Hey lovely readers,
1. Whole grains:
These includes barley (shairi), brown rice, brown bread, oats and ugali wa dona. Whole grains contain folate, thiamine and vitamin B6 which enhance memory and focus. I will admit this is not the tastiest form of meals. Start incorporating small amounts of whole grains in your daily diet and eventually your taste buds will get accustomed to these meals.
Eggs contain choline and protein which improves memory, boosts concentration and energy levels. It is advised to eat eggs in the morning as you start the day for energy levels. You can have them boiled, scrambled or even fried in a yummy omelet.
Nuts contain Omega-3 and 6 fatty acids which are important for balancing serotinin levels and boosting our moods. You can eat raw nuts or nuts infused meals.
4. Wild Salmon:
Salmon contains a rich source of omega-3 fatty acids that improve mood, concentration and memory. A delicious way of preparing Salmon can be found here.

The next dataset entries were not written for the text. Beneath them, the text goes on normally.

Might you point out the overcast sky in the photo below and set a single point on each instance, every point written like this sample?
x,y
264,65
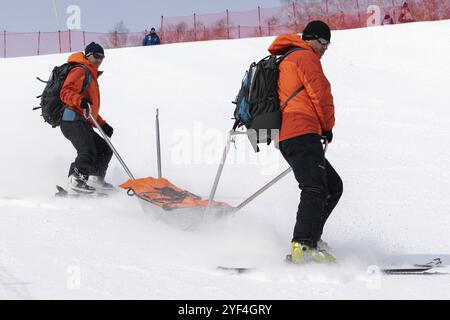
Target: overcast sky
x,y
101,15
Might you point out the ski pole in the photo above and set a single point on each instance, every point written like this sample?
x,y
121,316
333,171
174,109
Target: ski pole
x,y
271,183
105,137
158,145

Tomatoes are rich in lycopine, an oxidant that helps to improve brain function.
Spinach is a good source of folate which increases memory and concentration.
7. Green Tea:
Green tea contains catechines and polyphenols; which are essential for boosting dopamine levels that are responsible for increasing memory and concentration.
Bananas contain Vitamin B6, potassium and folic acid which increase serotinin and boosts memory.
Adding these foods into your diet will improve your brain function and with time you will notice changes in your ability to pay attention, concentrate, remember and learn.